Increased concern over mycotoxin contamination of corn and DDGS is reflected in the availability of a wide range of mycotoxin test kits displayed at the 2010 International Poultry Expo/International Feed Expo. Over the past five years, immuno-based rapid mycotoxin detection kits have become easier to use.
Most of the new systems use simple hand-held equipment for manual extraction with test strips providing a qualitative result within minutes. Simple desktop chromatographic readers are also available for qualitative results.
Cost and convenience
Most of the test kit assays cost in the region $5 per sample which is acceptable, given the need to screen ingredients for the presence of mycotoxins which can adversely affect performance, result in claims for damages in addition to complying with statutory upper limits.
Results from test kits are only as reliable as the sample which is collected and processed. Since mycotoxins are unevenly distributed in consignments of grains, standard procedures are required to obtain representative samples. The USDA Grain Inspection Packers and Stockyards Administration provides sampling guidelines on its Web site.
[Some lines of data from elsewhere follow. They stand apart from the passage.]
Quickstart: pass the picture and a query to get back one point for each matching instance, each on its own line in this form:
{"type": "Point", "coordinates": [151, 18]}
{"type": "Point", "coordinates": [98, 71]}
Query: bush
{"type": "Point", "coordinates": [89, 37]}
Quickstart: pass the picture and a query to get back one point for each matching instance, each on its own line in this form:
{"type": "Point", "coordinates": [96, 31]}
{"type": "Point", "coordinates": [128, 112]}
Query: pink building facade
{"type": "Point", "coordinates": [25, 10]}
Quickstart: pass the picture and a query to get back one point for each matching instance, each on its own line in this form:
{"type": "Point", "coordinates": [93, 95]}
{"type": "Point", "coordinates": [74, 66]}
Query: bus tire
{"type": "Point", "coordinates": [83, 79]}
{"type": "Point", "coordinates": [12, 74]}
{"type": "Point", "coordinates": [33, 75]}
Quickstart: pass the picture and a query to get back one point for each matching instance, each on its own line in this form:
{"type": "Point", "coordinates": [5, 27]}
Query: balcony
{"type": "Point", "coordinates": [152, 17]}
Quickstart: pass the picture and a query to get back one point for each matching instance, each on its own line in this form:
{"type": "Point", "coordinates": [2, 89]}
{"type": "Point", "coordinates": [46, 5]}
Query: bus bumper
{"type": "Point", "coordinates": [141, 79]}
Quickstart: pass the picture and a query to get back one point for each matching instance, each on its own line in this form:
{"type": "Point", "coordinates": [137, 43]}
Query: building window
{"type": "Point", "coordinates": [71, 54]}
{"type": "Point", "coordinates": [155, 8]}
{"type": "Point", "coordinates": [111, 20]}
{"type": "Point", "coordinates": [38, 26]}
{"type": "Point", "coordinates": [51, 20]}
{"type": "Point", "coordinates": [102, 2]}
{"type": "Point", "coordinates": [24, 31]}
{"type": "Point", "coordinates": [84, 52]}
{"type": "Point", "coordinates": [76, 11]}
Generally one sample obtained with a 12 foot probe from a hopper car should be adequate. In contrast 5 to 7, 6 foot probes are required from a trailer delivered to an elevator or mill by a farmer. Physical inspection of consignments is essential.
Evidence of mold contamination indicates the need for a screening assay. Many mills rely on ultraviolet (black light) detection for aflatoxin. Florescence indicates the presence of kogic acid a metabolite of aflatoxin. High levels of aflatoxin may however be present without displaying fluorescence.